08 Jul 2018, 22:21

By Justin Cormack

From Filesystems to CRUD and Beyond

In the beginning there was the filesystem. Well, in 1965 to be precise, when Multics introduced the first filesystem. The Multics filesystem was then implemented in Unix, and is pretty recognisable with a few tweaks with what we use as filesystems now. Files are byte addressed, with read, write and seek operations, and there are read, write and execute permissions by user. Multics had permissions via a list of users rather than groups, but the basic structure is similar.

We have got pretty used to filesystems, and they are very convenient, but they are problematic for distributed and high performace systems. In particular, as standardised by Posix, there are severe performance problems. A write() is required to write data before it returns, even in a situation where multiple writers are writing to the same file; the write should then be visible to all other readers. This is relatively easy to organize on a single machine, but it requires a lot of synchronisation on a cluster. In addition there are lots of metadata operations, around access control, timestamps that are technically required, although access time is often disabled, and directory operations are complex.
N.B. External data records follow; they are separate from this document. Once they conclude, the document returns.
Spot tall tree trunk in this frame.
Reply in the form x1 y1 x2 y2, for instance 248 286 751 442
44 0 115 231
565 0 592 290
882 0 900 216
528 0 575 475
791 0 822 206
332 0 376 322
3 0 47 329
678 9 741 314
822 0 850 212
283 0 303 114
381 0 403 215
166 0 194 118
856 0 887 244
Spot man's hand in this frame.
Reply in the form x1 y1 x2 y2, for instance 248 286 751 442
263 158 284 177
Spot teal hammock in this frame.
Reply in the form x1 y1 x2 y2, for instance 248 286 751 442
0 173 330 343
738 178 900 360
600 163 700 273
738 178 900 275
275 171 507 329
The first well known alternative to the Posix filesystem was probably Amazon S3, launched in 2006. This removed a lot of the problematic Posix constraints. First there are no directories, although there is a prefix based listing that can be used to give an impression of directories. Second, files can only be updated atomically as a whole. This makes it essentially a key value store with a listing function, and events. Later optional versioning was added too, so previous versions of a value could be retrieved. Access control is a rather complex extended version of per user ACLs, read, write and ability to make changes. S3 is the most succesful and largest distributed filesystem ever created. People rarely complain that it is not Posix compatible; atomic file update actually seems to capture most use cases. Perhaps the most common complaint is inability to append, as people are not used to the model of treating a set of files as a log rather than an individual appended file. There are interfaces to treat S3 as a Posix-like filesystem, such as via Fuse, although they rarely attempt to emulate full semantics and may do a lot of copying behind the scenes, they can be convenient for some use cases where users like to have a familiar interface.
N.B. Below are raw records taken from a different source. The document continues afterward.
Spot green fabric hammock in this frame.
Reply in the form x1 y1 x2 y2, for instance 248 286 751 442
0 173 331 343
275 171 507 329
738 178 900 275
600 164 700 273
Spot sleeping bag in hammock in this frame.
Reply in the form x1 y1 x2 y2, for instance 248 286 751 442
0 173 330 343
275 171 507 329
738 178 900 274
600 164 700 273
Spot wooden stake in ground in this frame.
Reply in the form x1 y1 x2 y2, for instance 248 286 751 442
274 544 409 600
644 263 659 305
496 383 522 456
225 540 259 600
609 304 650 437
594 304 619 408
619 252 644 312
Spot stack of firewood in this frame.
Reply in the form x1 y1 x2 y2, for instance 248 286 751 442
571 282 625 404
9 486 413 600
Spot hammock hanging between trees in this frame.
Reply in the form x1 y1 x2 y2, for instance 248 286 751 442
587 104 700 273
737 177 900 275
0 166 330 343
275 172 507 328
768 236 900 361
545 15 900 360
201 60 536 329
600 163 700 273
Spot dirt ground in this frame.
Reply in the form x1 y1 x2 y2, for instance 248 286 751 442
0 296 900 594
One of the reasons for the match between S3 and programs was that it was designed around the HTTP verbs: GET, PUT, DELETE. The HTTP resource model, REST, was documented by Fielding in 2000, before S3, and PATCH, which you can argue has slightly more Posixy semantics, was only added in 2010. S3 is an HTTP service, and feels web native. This was the same move that led to Ruby on Rails in 2005, and the growth of the CRUD (create, read, update, delete) application as a design pattern, even if that was originally typically database backed.

So, we went from the Multics model to a key value model for scale out, while keeping access control unchanged? Is this all you need to know about files? Well actually no, there are two other important shifts, that remain less well understood.

The first of these is exemplified by Git, released in 2005, although the model had been around before that. The core part of git is a content addressed store. I quite like the term “value store” for these; essentially they are just like a key value store only you do not get to choose the key, usually it is some sort of hash of the content, SHA1 (for now) in Git, SHA256 for Docker images and most modern versions. Often this is implemented by a key value store, but you can optimise, as keys are always the same size and more uniformly distributed. Listing is not a basic operation either. The user interface for content addressed stores is much simpler, of the CRUD operations, only create and read are meaningful. Delete is usually a garbage collection operation, and there is no update. From the distributed system point of view there is no longer any need to deal with update races, ETags and so on, removing a lot of complexity. The content provides the key so there are no clashes. Many applications will use a small key valuestore as well, such as for naming tags, but this is a very small part of the overall system.

Sadly, content addressible systems are not as common as they should be. Docker image layers were originally not content addressed, but this was switched for security reasons a long time ago. There are libraries such as Irmin that present a git model for data structures, but CRUD based models still dominate developer mindshare. This is despite the advantages for things like caches, where content addressed data can have an infinite cache lifetime, and the greater ease of distribution. It is now possible to build a content addressed system on S3 based on SHA256 hashes, as signed URLs, now that S3 supports an x-amz-content-sha256 header, see this gist for example code. The other cloud providers, and Minio, currently still only support MD5 based content hashes, or CRC32c in the case of Google, that are of no use at all. Hopefully they will update this to a modern useful content hash soon. I would highly recommend looking at whether you can build the largest part of systems on a content addressed store.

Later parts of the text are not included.